John McCarty, who was a
well-known commander of the Twenty-sixth Mississippi Infantry,
Confederate States Army, and
is now living in Texas; Capt. William W., and Lucy, wife of
Otis Lewis, a prosperous planter of
Catahoula County, La. William W. Bailey was taken to be reared
by Hon. John W. Thompson, a
warm personal friend of his father's, from whom he received
his start in life, and made his home
with him until the latter's death, on the 21st of June, 1873,
at the age of sixty-six years. He
received a very liberal education in the schools of Ripley,
Miss., and March 28, 1861, enlisted as
a private in Company B, Ninth Mississippi Infantry, Confederate
States Army, and served twelve
months. He was then mustered out of the service in April,
1862, and was appointed by Col.
[p.1224] James L. Autry as adjustant-general of the post at
Vicksburg, and in June, 1862,
became adjutant of the Seventh Mississippi Regiment, serving
with the rank of captain for two
years, and before the close of the war served as adjutant
for several regiments. At the cessation
of hostilities he was captain of Company C. Second Mississippi
Cavalry, and had participated in
many battles, among which were Cumberland Gap, the siege of
Vicksburg, being the man who
took the reply to the Federal soldiers that “Mississippians
never surrender:” Pensacola, Iuka,
Corinth, Moscow, Tenn., Harrisburg, Miss., and many others.

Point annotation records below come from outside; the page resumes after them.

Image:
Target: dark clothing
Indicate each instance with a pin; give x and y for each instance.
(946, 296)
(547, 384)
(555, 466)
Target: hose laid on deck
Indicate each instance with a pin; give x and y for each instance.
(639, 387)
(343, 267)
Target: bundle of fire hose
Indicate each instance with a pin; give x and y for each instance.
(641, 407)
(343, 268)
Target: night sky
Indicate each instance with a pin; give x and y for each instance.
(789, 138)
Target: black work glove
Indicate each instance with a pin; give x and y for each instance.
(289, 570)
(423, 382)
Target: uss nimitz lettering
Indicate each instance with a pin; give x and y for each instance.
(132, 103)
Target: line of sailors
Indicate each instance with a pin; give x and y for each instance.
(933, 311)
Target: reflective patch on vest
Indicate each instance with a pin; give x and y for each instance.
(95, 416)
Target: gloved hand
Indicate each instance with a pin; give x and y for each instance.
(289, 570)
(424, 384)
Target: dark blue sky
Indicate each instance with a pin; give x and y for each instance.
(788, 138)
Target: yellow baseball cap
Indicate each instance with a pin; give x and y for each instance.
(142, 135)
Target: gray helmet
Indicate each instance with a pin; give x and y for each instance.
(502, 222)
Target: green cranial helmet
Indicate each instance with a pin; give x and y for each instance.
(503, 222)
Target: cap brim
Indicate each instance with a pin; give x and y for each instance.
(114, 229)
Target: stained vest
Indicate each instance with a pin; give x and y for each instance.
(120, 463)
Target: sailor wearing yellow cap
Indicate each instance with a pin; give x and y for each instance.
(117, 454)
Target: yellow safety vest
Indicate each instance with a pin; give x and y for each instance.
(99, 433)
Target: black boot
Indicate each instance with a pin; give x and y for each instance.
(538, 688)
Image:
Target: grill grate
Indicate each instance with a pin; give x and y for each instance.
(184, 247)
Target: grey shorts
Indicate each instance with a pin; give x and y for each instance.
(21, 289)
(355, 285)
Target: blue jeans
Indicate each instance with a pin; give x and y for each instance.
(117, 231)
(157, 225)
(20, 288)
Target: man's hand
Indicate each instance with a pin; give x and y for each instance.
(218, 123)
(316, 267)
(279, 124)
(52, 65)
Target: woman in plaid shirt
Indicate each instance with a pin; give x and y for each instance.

He was never taken prisoner or
wounded, but had a horse shot from under him at Salem, Miss.
After the war he returned to
Ripley, Miss., where he studied law under
Judge John W. Thompson, being admitted to the bar
in 1866 by Alexander M. Clayton. He immediately formed a partnership
with his preceptor, and
practiced law in Ripley until 1881, when he came to Altus
and engaged in merchandising, and in
1884 became chairman of the Democratic Central Committee of
Franklin County. He is
president of the joint stock company of the Methodist Episcopal
College at Altus. On the 14th of
September, 1864, he was married to Ruth E. Sellers, who was
born in Rutherford County, N.
C., September 27, 1839. She was
a niece of Judge Thompson's, and was reared by him. Her
union with Mr. Bailey was blessed by three sons: Edmund I.,
a general merchant at Alma, Ark.;
George S., at home, and John W. T. Mr. and Mrs. Bailey are
members of the Methodist
Episcopal Church, and he is a stanch Democrat.